In the years since my original purchase, RemoteRig had restructured somewhat and no longer does any direct sales. I think Ham Radio Outlet used to carry them, but they are no longer listed. I looked at all the vendors listed on RemoteRig’s webpages and found no US distributors. Furthermore, I found only one who sold single units, as opposed to a pair in a set, Limmerad in Sweden. The price looks scary at 3,600 kronor, but that is only about $365 US.

Only, he says.

So a week later, it’s in hand and set up. I updated firmware on both units, especially since I’m sure the last time the radio unit was updated was around 2017 or so. Everything seemed to come up working, but because I’m not really operating regularly, it would be quite a while before I would notice an issue. I had no transmit audio.
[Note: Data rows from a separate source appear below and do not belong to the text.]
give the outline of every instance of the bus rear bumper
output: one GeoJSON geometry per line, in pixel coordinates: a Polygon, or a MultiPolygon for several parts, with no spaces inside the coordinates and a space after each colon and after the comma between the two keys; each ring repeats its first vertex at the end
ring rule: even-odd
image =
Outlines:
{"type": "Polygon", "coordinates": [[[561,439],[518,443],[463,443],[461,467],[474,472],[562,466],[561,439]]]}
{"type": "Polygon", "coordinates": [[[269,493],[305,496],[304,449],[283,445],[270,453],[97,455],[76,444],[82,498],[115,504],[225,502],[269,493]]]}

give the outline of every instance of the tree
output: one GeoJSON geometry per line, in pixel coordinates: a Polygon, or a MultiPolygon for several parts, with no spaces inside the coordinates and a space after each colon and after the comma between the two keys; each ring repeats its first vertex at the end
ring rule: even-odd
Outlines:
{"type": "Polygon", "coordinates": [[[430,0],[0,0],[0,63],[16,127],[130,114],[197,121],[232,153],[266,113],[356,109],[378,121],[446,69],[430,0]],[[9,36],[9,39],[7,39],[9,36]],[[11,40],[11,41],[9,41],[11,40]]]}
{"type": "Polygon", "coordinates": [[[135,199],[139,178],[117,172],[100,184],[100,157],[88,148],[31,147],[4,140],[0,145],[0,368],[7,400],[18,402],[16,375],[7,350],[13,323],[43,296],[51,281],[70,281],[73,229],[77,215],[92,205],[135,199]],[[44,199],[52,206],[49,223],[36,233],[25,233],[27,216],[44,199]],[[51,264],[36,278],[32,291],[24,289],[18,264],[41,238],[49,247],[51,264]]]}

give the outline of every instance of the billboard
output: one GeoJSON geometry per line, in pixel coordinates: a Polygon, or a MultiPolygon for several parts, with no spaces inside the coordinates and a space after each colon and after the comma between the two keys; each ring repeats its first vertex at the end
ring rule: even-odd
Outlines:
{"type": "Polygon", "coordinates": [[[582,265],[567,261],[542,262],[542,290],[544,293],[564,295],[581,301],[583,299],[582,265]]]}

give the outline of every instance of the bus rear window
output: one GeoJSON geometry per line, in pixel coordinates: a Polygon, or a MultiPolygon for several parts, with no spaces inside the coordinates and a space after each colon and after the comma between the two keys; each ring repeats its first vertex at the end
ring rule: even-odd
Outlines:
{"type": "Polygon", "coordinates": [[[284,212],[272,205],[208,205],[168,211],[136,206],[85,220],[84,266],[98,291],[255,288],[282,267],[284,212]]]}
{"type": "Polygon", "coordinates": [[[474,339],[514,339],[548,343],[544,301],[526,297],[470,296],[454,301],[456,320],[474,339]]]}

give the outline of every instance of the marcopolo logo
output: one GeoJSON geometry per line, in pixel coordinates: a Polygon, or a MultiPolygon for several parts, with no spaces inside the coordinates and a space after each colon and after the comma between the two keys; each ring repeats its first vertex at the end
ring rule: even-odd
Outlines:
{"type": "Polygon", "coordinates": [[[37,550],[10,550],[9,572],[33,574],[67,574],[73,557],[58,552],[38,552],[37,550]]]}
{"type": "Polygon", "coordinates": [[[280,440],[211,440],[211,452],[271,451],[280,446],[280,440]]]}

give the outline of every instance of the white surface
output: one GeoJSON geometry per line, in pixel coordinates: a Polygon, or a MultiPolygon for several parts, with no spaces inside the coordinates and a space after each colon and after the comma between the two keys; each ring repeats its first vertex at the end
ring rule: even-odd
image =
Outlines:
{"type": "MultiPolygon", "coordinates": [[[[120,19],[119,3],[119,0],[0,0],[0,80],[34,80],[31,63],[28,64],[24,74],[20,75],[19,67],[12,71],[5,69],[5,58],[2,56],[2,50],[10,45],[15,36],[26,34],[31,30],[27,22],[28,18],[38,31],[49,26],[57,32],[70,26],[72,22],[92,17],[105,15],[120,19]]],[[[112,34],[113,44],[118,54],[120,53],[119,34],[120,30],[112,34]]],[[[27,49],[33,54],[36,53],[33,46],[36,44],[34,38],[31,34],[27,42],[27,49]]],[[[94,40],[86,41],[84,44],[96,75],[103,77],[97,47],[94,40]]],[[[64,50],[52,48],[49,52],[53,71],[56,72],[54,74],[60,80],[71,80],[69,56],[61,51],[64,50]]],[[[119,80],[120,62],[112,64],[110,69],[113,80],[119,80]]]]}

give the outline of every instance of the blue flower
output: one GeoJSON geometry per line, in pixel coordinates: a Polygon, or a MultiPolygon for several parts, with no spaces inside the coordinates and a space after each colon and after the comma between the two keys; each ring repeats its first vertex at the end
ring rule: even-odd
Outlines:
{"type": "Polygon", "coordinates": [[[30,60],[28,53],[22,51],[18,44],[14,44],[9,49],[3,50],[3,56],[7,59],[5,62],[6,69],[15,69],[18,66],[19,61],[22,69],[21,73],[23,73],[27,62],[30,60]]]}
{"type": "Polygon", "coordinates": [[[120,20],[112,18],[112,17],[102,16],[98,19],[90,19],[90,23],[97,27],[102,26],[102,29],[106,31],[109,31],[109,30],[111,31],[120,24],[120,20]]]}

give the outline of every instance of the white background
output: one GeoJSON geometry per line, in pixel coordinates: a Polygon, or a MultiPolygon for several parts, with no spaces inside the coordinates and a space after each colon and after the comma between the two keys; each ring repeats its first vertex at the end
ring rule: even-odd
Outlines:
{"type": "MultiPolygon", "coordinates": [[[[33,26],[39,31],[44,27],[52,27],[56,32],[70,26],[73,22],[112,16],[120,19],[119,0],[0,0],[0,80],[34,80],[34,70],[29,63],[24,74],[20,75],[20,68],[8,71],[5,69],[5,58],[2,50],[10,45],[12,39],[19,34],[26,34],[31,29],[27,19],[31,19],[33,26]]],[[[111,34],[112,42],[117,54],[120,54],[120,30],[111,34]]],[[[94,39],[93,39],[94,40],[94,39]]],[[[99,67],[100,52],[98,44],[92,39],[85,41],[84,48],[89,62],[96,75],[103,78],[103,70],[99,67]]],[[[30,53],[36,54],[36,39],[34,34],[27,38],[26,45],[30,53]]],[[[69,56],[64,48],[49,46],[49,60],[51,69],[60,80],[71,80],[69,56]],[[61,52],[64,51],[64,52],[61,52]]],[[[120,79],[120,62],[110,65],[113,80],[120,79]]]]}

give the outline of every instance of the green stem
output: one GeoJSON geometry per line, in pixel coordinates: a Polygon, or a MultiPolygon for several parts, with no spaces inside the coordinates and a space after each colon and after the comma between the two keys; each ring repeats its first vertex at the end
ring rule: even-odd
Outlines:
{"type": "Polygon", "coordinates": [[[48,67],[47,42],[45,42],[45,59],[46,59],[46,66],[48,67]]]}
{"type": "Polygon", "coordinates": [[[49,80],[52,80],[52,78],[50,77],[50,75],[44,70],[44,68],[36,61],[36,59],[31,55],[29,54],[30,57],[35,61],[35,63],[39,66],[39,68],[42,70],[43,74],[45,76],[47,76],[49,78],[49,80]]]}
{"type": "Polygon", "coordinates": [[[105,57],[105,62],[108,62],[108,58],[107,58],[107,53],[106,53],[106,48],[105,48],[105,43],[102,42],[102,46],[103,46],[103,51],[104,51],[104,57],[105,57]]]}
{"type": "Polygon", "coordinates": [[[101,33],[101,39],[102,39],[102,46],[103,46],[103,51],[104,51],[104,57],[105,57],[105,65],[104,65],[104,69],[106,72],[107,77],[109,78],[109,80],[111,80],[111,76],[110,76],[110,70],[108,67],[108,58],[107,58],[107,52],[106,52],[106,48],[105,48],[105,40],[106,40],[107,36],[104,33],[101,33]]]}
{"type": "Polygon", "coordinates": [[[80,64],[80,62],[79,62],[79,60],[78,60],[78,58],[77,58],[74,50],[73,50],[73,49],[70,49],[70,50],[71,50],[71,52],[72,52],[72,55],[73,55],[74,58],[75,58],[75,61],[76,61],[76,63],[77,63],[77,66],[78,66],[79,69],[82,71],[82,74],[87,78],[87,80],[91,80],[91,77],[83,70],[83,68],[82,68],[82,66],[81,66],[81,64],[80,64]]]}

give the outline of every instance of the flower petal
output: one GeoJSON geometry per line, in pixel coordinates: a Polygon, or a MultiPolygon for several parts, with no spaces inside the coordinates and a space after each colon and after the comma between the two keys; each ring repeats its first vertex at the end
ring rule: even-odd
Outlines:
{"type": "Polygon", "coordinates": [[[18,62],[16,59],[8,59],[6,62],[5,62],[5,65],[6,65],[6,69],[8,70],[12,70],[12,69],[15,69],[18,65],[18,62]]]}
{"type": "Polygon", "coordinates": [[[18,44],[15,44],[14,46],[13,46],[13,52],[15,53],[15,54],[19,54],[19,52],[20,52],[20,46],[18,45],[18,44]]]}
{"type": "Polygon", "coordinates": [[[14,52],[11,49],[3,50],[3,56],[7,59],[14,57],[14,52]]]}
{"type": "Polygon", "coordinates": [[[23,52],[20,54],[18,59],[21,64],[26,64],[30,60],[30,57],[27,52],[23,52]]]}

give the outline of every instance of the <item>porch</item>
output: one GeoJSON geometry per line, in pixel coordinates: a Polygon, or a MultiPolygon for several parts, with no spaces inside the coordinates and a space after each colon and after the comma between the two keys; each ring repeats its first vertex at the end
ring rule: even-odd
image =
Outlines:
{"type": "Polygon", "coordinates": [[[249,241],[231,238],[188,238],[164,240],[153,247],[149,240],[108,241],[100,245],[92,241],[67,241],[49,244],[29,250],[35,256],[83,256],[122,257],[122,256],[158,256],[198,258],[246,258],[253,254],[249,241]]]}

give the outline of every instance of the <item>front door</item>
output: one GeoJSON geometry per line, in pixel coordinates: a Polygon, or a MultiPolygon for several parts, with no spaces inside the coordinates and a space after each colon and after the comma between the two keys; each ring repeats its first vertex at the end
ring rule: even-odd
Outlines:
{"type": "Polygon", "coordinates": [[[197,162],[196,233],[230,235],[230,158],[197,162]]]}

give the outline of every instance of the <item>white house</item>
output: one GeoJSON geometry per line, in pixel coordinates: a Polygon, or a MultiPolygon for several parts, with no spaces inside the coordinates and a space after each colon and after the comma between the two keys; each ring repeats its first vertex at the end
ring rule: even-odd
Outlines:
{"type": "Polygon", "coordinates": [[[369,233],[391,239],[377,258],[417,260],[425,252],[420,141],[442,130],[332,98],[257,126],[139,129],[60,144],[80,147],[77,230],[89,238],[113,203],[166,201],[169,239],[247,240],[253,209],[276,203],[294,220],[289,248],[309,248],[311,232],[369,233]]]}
The troubleshooting saga deserves its own story. Over a period a a couple of months, I used Wireshark to snoop packets to verify that there was essentially no payload audio in the outgoing packets from the control.

For sanity check, I verified that audio packets coming from the radio definitely had data.

I used an oscilloscope to verify that the microphone was passing through the control head and into the jack on the RemoteRig device.

This signal was pretty low, 600ish mV peak to peak, so I also measured it directly at the microphone to ensure that it was not be adulterated by the control head, but it is the same 600ish mV for a similarly loud signal (of me emulating a tone generator; I can hold a frequency reasonably stable). I honestly expected some sort of amplification or buffering to happen in the control head, but that doesn’t appear to be the case.

Following the suggesting of a new friend from a RemoteRig forum, I was going to tap the option strap for the microphone inside the RemoteRig control device to verify that audio was making it *to* the device. In his experience, these strapping jumpers are unreliable. I removed the cover to gain access to the jumpers, then pulled up the documentation to see which pin I needed to connect to.

Hello!

I specifically remember putting in the jumpers that were not directly across from one another first then going back fro the ones that went straight across. I obviously skipped one and the one I skipped carries the microphone signal into the RemoteRig.

Doh!

I put the missing jumper on and they lived happily ever after.